While Tessa and Steve hang out with another couple from NH trying to get home, we enjoyed our very first glorious day in NOLA. It started ominously with rain and thunderstorms. I thought the weather in eastern MA was fickle but this is nothing less. One of our Lyft drivers said that you can get four seasons in a day. We have experienced bone chilling cold winds, rains like monsoons, dense fog, and finally blue skies and temperatures in the 70s.

We have developed a pleasant vacation rhythm: we sleep in, followed by half an hour on one machine or another in the hotel’s fancy fitness room. We shower and dress slowly, recovering at a leisurely pace from exercise, and then decide to walk or ride to a restaurant that Tessa has, or would have approved of. We order Bloody Marys, local fare that usually contains at least one of these ingredients: shrimp, biscuits and gravy, grits, eggs, sausage, which explains the necessity of daily exercise.  After brunch we visit a nearby coffee shop where we check on the weather, the fate of our taxes and other news on our cellphones. And yes, we have become one of those couples who are sitting across from each other looking at their phones.  We spent what is left of the afternoon walking to something we haven’t seen yet or plan the next meal, or both.


The day is completed with a music-enhanced dinner in another one of Tessa-approved places, and then a jazz club if we can. We tumble in bed after midnight; all this repeated daily!

Southern fare

It seemed so far away last July when I planned this trip to new Orleans with our compensation tickets from American Airlines – compensation for having given up our seats after a windstorm upset air traffic along the entire northeastern sea board. In exchange for a 500 dollar travel voucher each we agreed to take a later flight, requiring a four hour wait in a crowded gate area with lots of angry people. We simply put on our headphones, pulled up a nice book on our iPads and waited patiently. It was a small price to pay for a free trip to New Orleans with change to spare. To make for the perfect vacation where all money is spent on food, we got our friends’ unused timeshare exchange place for a week for around 100 dollars in fees and that was it.

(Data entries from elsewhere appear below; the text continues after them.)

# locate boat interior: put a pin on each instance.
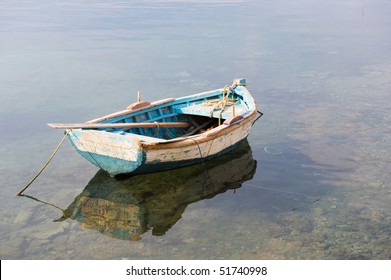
(201, 114)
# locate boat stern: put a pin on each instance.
(114, 153)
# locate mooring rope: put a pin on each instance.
(46, 164)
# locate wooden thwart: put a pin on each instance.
(118, 125)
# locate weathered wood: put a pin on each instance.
(118, 125)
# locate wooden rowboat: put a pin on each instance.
(166, 134)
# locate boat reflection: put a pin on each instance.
(129, 207)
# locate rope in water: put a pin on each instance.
(46, 164)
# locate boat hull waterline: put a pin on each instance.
(218, 121)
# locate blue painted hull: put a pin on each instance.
(219, 120)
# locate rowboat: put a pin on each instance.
(169, 133)
(126, 209)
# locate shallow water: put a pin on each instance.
(321, 73)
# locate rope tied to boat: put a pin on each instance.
(45, 165)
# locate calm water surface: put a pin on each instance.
(313, 182)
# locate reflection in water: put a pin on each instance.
(127, 208)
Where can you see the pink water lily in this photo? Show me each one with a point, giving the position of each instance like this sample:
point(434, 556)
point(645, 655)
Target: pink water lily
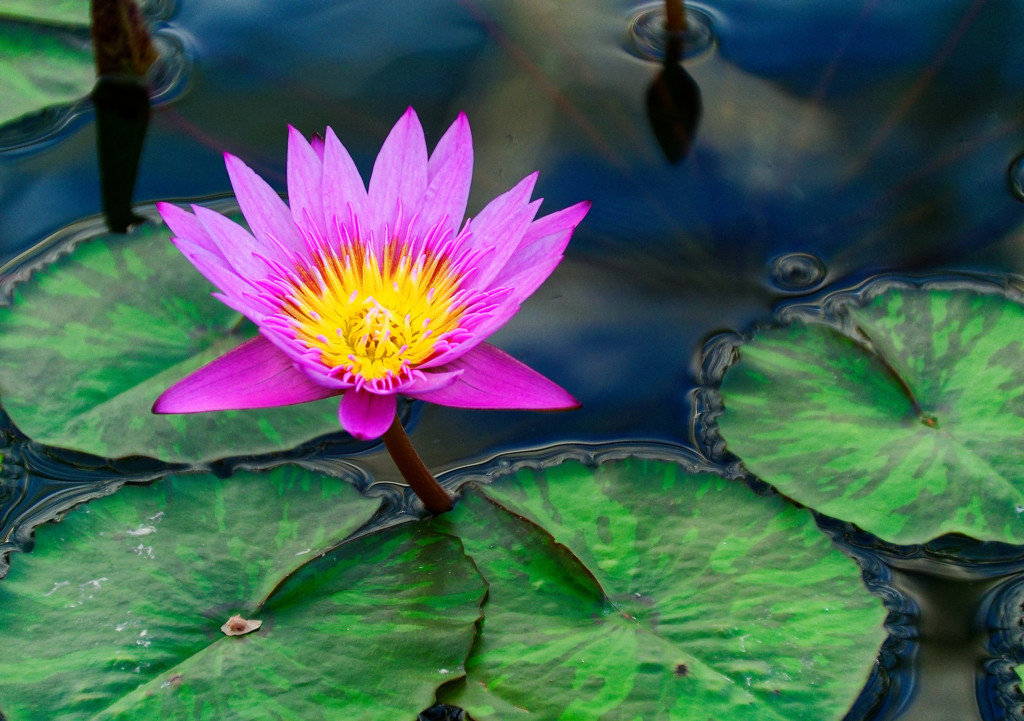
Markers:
point(371, 292)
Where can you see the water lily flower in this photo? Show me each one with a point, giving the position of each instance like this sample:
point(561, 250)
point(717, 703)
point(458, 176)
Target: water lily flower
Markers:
point(372, 292)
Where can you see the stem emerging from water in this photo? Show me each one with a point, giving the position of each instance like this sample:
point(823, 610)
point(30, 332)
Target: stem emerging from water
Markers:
point(675, 16)
point(420, 479)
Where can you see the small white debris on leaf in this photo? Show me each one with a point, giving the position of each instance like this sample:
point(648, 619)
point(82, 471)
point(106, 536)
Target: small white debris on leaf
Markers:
point(237, 626)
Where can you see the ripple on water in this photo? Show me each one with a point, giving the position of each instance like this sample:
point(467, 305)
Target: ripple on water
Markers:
point(798, 271)
point(647, 36)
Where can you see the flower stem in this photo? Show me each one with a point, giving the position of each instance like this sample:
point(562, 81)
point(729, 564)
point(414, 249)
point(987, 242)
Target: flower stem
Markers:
point(675, 16)
point(414, 471)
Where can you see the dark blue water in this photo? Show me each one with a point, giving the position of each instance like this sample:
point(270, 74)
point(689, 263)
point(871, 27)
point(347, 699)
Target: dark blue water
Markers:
point(838, 140)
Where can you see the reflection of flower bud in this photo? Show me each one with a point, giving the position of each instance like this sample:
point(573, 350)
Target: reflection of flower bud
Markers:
point(121, 39)
point(674, 108)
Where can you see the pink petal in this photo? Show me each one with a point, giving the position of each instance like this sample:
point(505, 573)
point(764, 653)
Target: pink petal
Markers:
point(253, 375)
point(267, 215)
point(540, 251)
point(215, 269)
point(185, 225)
point(399, 172)
point(500, 227)
point(450, 171)
point(342, 185)
point(316, 142)
point(366, 415)
point(532, 262)
point(493, 379)
point(305, 171)
point(236, 244)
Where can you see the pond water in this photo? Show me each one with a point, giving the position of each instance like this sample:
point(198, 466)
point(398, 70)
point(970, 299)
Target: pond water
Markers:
point(838, 140)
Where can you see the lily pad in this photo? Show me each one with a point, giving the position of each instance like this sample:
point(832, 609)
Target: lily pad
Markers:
point(91, 340)
point(43, 67)
point(66, 12)
point(904, 418)
point(117, 612)
point(639, 590)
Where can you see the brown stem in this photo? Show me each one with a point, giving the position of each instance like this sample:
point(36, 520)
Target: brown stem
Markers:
point(675, 16)
point(420, 479)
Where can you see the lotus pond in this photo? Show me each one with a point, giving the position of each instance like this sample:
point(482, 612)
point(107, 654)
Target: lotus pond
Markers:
point(793, 317)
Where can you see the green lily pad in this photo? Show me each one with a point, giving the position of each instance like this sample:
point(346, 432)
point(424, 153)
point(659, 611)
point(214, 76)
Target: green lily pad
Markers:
point(66, 12)
point(91, 341)
point(908, 424)
point(117, 612)
point(638, 590)
point(42, 67)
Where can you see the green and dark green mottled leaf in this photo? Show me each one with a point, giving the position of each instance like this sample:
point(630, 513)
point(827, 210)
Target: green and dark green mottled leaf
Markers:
point(117, 612)
point(42, 67)
point(915, 434)
point(62, 12)
point(91, 341)
point(638, 590)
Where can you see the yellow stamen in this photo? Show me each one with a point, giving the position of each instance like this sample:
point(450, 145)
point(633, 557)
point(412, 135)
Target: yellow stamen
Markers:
point(375, 317)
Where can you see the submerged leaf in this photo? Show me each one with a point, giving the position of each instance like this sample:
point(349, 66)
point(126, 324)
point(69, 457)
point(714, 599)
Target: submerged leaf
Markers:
point(640, 591)
point(909, 426)
point(90, 342)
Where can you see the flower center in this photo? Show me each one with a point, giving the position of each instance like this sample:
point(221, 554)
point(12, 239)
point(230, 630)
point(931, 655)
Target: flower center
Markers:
point(375, 319)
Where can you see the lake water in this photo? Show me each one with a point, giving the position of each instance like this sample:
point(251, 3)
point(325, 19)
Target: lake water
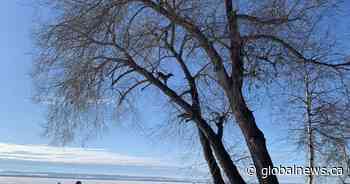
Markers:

And now we are on our way to join Tessa and Steve who are already there – having taken a much more direct route (a three and a half hour flight on Spirit Airlines versus our whole day adventure with stops); but we can’t be picky.

The first time I was in New Orleans was in 1973, with Peter – it was a different America then, and the south was particularly different, mostly segregated except for New Orleans if I remember. Was it because the white tourists came to listen to music that was played by Black Americans? I am sorry I can no longer remember which musicians we listened to. I did not know much about jazz.

Tessa thought NO felt very European, whatever that means – French maybe? And that may also be the reason why, on that grand tour of North American- at 5 dollars a day all these years ago, NO was one of our favorite cities. These also included San Francisco, Boston and Montreal.  On the other hand, Detroit, Denver, LA, Houston, Miami, DC and New York were so utterly new and alien, so very American in their expansiveness and bigness that we walked around in awe, though not always in admiration. The bigness related to houses, skyscrapers, parks, cars and people. Obesity was already visible then, the tip of the iceberg, though not openly recognized for what it was, ominous, by public health experts and the public at large. The companies that sold (and still sell) ingredients that produce obesity were having free reign. It took more than 40 years and we are not there yet, to rein them in.